The rest blurs—talk of security details, guest lists, which family jewels I’ll wear to the engagement party on New Year’s Eve where we’ll announce everything to the world. Through it all, Sasha’s thumb worries my bleeding palm, smearing our pact across skin.

Eventually, dinner ends and it’s time to leave. We’re almost to the foyer when Leander calls out, “Ariana.”

I grit my teeth at the dead name, but I turn anyway.

He hesitates—just a flicker—before tossing me a velvet box. I stop short when I open it.

Inside glistens Mom’s engagement ring, the emerald-cut diamond she hurled at his head the night she left. “She’d want you to have it,” Baba mutters, suddenly fascinated by his cufflinks.

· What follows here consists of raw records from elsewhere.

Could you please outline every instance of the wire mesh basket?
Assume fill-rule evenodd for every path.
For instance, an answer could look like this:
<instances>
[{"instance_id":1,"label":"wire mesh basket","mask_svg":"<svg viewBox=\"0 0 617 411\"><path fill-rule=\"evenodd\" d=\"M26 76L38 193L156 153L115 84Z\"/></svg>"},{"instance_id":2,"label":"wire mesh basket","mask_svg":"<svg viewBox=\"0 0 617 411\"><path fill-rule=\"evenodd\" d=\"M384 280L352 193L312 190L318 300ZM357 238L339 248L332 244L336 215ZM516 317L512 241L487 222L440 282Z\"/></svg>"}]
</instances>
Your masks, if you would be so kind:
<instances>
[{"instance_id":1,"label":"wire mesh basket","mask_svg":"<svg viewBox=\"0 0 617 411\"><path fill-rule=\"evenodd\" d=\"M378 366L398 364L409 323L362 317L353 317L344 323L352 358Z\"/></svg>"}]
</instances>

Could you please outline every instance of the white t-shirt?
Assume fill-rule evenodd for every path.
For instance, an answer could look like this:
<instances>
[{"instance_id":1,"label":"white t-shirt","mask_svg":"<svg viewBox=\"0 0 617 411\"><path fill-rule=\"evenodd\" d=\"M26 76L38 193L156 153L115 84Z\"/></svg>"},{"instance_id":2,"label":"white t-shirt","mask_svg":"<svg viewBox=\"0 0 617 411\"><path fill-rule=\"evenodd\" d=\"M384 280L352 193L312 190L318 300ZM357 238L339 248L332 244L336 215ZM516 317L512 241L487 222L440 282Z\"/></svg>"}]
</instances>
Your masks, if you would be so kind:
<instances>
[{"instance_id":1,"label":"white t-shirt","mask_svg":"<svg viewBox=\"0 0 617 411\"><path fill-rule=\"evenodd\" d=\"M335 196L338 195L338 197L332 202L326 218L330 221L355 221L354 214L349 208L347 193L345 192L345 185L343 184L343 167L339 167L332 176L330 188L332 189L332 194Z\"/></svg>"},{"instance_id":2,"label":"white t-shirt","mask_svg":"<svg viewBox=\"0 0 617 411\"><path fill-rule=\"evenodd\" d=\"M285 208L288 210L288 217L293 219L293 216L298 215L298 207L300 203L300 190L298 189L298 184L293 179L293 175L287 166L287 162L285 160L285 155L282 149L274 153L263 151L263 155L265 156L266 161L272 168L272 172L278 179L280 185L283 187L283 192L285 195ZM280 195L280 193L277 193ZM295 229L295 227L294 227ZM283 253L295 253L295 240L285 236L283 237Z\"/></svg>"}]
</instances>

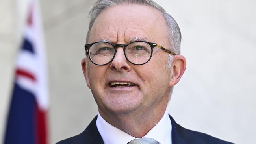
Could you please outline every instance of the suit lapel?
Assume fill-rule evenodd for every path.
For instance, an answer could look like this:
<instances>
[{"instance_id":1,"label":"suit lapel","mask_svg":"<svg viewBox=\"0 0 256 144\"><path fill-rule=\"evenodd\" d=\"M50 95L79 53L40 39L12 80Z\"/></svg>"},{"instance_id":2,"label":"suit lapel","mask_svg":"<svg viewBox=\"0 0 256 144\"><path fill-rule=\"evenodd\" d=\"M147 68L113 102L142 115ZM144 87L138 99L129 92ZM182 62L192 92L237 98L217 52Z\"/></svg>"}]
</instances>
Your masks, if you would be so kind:
<instances>
[{"instance_id":1,"label":"suit lapel","mask_svg":"<svg viewBox=\"0 0 256 144\"><path fill-rule=\"evenodd\" d=\"M74 144L104 144L96 125L97 116L91 122L85 130L78 136Z\"/></svg>"}]
</instances>

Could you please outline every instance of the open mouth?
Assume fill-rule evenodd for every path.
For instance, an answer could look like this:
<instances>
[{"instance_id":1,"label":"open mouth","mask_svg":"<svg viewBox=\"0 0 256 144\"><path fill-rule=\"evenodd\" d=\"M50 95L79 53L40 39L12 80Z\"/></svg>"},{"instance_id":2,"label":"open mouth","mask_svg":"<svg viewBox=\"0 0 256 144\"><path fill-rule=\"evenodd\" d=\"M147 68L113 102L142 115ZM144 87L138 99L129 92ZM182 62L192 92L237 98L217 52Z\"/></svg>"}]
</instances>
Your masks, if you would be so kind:
<instances>
[{"instance_id":1,"label":"open mouth","mask_svg":"<svg viewBox=\"0 0 256 144\"><path fill-rule=\"evenodd\" d=\"M113 81L110 83L110 86L112 87L124 87L133 86L135 85L133 83L126 82Z\"/></svg>"}]
</instances>

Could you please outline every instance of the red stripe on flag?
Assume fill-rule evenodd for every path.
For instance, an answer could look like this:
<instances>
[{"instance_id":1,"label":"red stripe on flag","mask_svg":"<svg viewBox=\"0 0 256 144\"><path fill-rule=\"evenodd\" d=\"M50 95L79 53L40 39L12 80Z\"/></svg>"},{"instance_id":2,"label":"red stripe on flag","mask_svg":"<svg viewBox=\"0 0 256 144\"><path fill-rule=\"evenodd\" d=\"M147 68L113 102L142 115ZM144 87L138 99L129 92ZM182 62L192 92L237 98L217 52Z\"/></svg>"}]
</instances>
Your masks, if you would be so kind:
<instances>
[{"instance_id":1,"label":"red stripe on flag","mask_svg":"<svg viewBox=\"0 0 256 144\"><path fill-rule=\"evenodd\" d=\"M35 78L34 75L26 71L20 69L17 69L16 70L16 73L17 76L24 76L27 78L29 78L33 81L35 81Z\"/></svg>"},{"instance_id":2,"label":"red stripe on flag","mask_svg":"<svg viewBox=\"0 0 256 144\"><path fill-rule=\"evenodd\" d=\"M37 144L46 144L48 143L47 119L46 112L39 108L37 104L35 111L35 128Z\"/></svg>"}]
</instances>

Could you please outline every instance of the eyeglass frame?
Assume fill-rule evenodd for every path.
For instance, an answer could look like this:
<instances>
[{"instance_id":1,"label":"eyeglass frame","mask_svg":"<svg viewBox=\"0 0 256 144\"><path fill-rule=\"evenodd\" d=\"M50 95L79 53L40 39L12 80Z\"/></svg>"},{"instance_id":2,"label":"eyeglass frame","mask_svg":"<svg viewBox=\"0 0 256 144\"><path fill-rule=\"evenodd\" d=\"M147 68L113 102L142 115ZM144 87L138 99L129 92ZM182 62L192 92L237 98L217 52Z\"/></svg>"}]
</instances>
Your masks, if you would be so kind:
<instances>
[{"instance_id":1,"label":"eyeglass frame","mask_svg":"<svg viewBox=\"0 0 256 144\"><path fill-rule=\"evenodd\" d=\"M151 53L150 54L150 57L148 59L148 60L146 62L143 63L142 64L137 64L136 63L133 63L132 62L131 62L129 59L127 58L127 56L126 55L126 54L125 54L125 49L126 48L127 46L130 44L131 44L133 43L134 42L144 42L145 43L146 43L148 44L148 45L149 45L150 46L150 47L151 48ZM107 63L104 64L98 64L97 63L95 63L91 59L91 56L90 55L90 54L89 52L89 51L90 50L90 48L94 44L95 44L96 43L100 43L100 42L103 42L103 43L106 43L107 44L110 44L110 45L112 45L114 47L114 48L115 49L115 53L114 54L114 55L113 56L113 58L110 60L109 62L108 62ZM101 41L98 41L98 42L95 42L93 43L91 43L90 44L86 44L84 45L84 48L85 49L85 54L86 54L86 55L88 55L89 57L89 59L90 59L90 60L91 61L92 63L93 63L93 64L99 65L99 66L102 66L102 65L106 65L108 64L109 63L110 63L112 61L113 61L114 59L115 58L115 54L117 53L117 48L119 47L122 47L123 48L123 50L124 51L124 56L125 56L125 58L126 59L129 61L129 63L132 63L132 64L135 65L144 65L147 63L148 63L149 61L151 59L151 57L152 57L152 55L153 55L153 50L154 49L154 47L156 47L157 48L158 48L160 49L161 49L162 50L164 50L165 52L167 52L168 54L171 54L172 55L176 55L174 53L171 52L169 50L168 50L166 48L163 47L163 46L158 44L157 44L156 43L152 43L152 42L148 42L147 41L135 41L129 43L128 44L112 44L109 42L101 42Z\"/></svg>"}]
</instances>

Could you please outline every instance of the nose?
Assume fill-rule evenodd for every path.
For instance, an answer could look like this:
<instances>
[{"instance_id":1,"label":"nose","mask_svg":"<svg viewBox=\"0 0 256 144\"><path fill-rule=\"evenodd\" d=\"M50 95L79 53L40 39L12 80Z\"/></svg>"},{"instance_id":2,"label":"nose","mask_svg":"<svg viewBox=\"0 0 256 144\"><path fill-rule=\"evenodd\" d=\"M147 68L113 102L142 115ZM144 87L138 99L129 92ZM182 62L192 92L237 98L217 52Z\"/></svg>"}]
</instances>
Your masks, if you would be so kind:
<instances>
[{"instance_id":1,"label":"nose","mask_svg":"<svg viewBox=\"0 0 256 144\"><path fill-rule=\"evenodd\" d=\"M115 70L119 72L124 70L130 71L132 68L128 63L129 62L125 58L123 49L121 47L119 47L117 48L115 58L109 66L112 70Z\"/></svg>"}]
</instances>

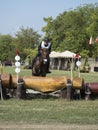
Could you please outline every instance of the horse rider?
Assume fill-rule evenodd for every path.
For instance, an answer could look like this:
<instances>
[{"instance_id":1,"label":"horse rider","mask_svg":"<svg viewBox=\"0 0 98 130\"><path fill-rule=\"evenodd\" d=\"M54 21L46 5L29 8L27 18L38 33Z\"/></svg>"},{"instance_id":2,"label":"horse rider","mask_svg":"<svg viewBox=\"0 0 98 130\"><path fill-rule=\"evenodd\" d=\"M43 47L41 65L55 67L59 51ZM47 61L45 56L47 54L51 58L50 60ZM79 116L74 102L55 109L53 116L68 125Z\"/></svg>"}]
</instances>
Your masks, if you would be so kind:
<instances>
[{"instance_id":1,"label":"horse rider","mask_svg":"<svg viewBox=\"0 0 98 130\"><path fill-rule=\"evenodd\" d=\"M51 43L50 43L50 41L49 41L49 39L48 38L46 38L44 41L42 41L41 42L41 44L38 46L38 53L37 53L37 55L35 56L35 58L33 59L33 61L32 61L32 66L34 65L34 62L35 62L35 60L36 60L36 58L37 57L39 57L40 55L41 55L41 52L40 52L40 50L41 49L47 49L48 50L48 56L47 56L47 69L46 69L46 73L51 73L50 71L49 71L49 66L50 66L50 57L49 57L49 54L50 54L50 52L51 52Z\"/></svg>"}]
</instances>

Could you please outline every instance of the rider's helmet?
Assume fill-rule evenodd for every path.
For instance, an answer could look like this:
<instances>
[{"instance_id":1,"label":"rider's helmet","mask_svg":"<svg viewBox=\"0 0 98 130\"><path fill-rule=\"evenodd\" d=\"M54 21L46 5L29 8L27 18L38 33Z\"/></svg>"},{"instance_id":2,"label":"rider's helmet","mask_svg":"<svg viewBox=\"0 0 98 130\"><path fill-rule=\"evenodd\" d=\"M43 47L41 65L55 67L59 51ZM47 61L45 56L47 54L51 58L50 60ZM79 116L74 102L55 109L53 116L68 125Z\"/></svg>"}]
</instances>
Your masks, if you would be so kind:
<instances>
[{"instance_id":1,"label":"rider's helmet","mask_svg":"<svg viewBox=\"0 0 98 130\"><path fill-rule=\"evenodd\" d=\"M48 43L49 42L49 39L48 38L45 38L45 40L44 40L46 43Z\"/></svg>"}]
</instances>

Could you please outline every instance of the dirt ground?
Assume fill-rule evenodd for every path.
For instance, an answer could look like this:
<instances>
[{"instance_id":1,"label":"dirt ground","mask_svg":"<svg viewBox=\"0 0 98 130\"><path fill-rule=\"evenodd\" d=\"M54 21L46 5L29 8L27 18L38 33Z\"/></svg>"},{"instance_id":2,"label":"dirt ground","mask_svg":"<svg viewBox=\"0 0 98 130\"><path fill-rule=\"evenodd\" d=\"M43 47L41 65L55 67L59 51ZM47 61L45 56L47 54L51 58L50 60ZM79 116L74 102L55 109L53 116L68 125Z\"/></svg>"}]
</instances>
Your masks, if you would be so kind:
<instances>
[{"instance_id":1,"label":"dirt ground","mask_svg":"<svg viewBox=\"0 0 98 130\"><path fill-rule=\"evenodd\" d=\"M98 125L18 125L0 123L0 130L98 130Z\"/></svg>"}]
</instances>

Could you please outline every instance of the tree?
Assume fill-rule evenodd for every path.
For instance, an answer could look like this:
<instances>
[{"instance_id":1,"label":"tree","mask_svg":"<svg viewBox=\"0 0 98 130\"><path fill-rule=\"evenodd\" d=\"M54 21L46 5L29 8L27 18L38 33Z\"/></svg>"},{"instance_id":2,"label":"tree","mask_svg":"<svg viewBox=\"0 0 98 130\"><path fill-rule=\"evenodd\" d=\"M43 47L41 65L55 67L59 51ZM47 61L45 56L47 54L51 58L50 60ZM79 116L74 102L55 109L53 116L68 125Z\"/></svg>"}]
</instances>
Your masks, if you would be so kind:
<instances>
[{"instance_id":1,"label":"tree","mask_svg":"<svg viewBox=\"0 0 98 130\"><path fill-rule=\"evenodd\" d=\"M12 59L12 36L11 35L0 35L0 60L11 60Z\"/></svg>"},{"instance_id":2,"label":"tree","mask_svg":"<svg viewBox=\"0 0 98 130\"><path fill-rule=\"evenodd\" d=\"M65 11L55 19L44 18L47 23L42 31L49 36L55 51L70 50L81 53L88 52L89 57L93 57L95 46L89 46L88 41L91 35L97 37L98 32L98 4L84 5L74 10Z\"/></svg>"}]
</instances>

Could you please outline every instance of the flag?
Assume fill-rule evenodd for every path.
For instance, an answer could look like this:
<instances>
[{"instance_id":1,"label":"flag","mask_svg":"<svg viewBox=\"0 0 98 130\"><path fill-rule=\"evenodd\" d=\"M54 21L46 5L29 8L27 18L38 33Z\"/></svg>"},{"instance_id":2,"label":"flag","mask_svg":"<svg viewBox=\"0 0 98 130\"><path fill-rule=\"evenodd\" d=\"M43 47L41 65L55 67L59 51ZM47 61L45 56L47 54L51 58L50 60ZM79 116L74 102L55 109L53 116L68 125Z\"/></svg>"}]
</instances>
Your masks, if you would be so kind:
<instances>
[{"instance_id":1,"label":"flag","mask_svg":"<svg viewBox=\"0 0 98 130\"><path fill-rule=\"evenodd\" d=\"M93 39L92 39L92 36L90 37L90 40L89 40L89 45L92 45L93 44Z\"/></svg>"}]
</instances>

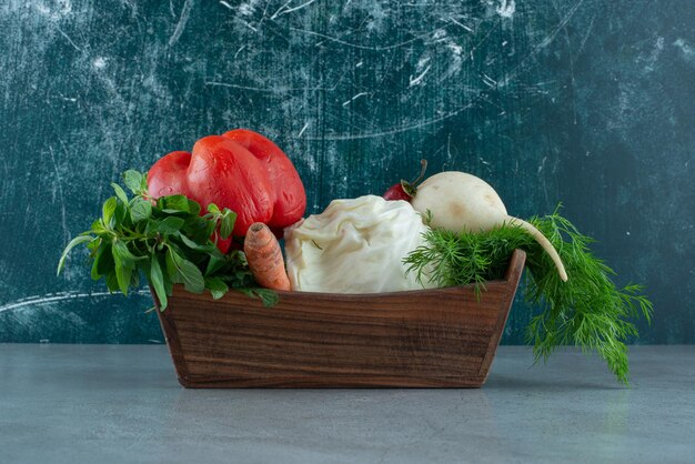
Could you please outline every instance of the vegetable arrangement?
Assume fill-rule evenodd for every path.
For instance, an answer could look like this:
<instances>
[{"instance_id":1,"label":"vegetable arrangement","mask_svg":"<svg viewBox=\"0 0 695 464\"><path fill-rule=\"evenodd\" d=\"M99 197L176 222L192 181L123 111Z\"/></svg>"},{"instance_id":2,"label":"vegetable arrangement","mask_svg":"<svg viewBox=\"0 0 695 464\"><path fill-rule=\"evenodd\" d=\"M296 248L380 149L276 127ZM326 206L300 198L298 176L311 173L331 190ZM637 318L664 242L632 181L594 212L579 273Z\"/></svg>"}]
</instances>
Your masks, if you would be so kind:
<instances>
[{"instance_id":1,"label":"vegetable arrangement","mask_svg":"<svg viewBox=\"0 0 695 464\"><path fill-rule=\"evenodd\" d=\"M144 275L164 311L174 284L278 301L276 291L380 293L501 279L527 254L525 297L541 312L526 331L536 361L561 345L595 351L626 383L631 319L651 320L638 285L617 289L592 239L558 211L524 221L491 185L463 172L401 181L383 195L334 200L302 219L306 198L290 159L249 130L200 139L191 152L127 171L89 231L66 248L90 251L91 276L128 294ZM204 209L203 209L204 206ZM286 263L276 236L284 233Z\"/></svg>"}]
</instances>

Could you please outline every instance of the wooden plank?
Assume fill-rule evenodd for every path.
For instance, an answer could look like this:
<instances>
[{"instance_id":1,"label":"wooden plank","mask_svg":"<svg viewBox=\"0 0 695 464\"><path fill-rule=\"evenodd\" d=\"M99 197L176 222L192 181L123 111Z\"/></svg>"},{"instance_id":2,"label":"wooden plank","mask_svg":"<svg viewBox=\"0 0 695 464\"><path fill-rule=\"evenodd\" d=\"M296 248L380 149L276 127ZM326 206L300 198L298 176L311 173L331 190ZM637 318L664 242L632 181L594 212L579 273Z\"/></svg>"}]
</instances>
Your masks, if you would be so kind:
<instances>
[{"instance_id":1,"label":"wooden plank","mask_svg":"<svg viewBox=\"0 0 695 464\"><path fill-rule=\"evenodd\" d=\"M174 289L159 312L188 387L481 386L525 254L504 281L382 294L279 292L273 307Z\"/></svg>"}]
</instances>

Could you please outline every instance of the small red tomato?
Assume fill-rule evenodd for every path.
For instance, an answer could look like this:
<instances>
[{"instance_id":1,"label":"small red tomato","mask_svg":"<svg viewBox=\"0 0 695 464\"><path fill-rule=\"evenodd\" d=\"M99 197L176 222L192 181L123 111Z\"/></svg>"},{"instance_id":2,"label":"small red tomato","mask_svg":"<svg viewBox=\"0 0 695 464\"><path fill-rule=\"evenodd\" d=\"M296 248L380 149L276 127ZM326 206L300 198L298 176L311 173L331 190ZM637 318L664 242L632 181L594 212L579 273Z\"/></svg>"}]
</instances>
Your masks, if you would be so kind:
<instances>
[{"instance_id":1,"label":"small red tomato","mask_svg":"<svg viewBox=\"0 0 695 464\"><path fill-rule=\"evenodd\" d=\"M427 160L420 160L422 168L420 169L420 175L412 182L401 180L401 182L391 185L386 192L382 195L384 200L405 200L411 201L417 193L417 184L424 179L425 171L427 170Z\"/></svg>"}]
</instances>

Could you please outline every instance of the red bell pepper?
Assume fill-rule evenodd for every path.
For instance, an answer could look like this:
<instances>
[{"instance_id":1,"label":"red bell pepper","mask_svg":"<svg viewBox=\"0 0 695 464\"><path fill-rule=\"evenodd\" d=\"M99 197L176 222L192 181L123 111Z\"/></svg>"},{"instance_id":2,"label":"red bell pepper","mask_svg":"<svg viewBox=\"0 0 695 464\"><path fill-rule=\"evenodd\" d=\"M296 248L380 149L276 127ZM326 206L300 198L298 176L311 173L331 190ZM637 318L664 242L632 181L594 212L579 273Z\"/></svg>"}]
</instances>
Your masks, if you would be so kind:
<instances>
[{"instance_id":1,"label":"red bell pepper","mask_svg":"<svg viewBox=\"0 0 695 464\"><path fill-rule=\"evenodd\" d=\"M299 221L306 209L304 185L292 161L263 135L238 129L200 139L193 152L174 151L148 172L153 199L184 194L202 206L210 203L234 211L232 232L243 236L263 222L275 231ZM218 242L224 252L229 243Z\"/></svg>"}]
</instances>

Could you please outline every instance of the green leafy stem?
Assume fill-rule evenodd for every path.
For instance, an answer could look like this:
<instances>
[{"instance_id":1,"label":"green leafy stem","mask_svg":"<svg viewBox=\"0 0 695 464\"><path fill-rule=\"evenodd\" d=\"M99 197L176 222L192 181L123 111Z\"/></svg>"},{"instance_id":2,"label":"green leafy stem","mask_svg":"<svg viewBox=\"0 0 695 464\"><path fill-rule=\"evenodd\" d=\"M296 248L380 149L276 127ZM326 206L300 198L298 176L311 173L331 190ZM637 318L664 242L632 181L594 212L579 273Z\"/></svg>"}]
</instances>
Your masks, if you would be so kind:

I snap the lid shut. “Thank you, Baba.”

Then the door slams behind us. I make it halfway down the stoop before collapsing against Sasha, laughter and tears clotting my throat, woozy from the feeling of this momentous thing finally getting put behind me.

He crowds me against the limo, forehead pressed to mine. “Ptichka.” His mouth skims over my knuckles. “Why?”

I grab his lapels, dragging him closer. “Because you’re the only man who’ll never ask me to kneel.”

His growl vibrates through my bones. The limo door opens and closes, sucking us in. Then there’s only teeth and tongues and the delicious agony of finally, finally surrendering—not to my father, not to fate, but to the terrifying thrill of choosing my own gilded cage.

He chuckles, eyes flashing with mischief. “Careful what you wish for, Mrs. Ozerova. I’ll have you on your knees by the end of the night.”

The name should terrify me. Ten days ago, it would have.

Now, I can only smile up at him. “Do you promise?”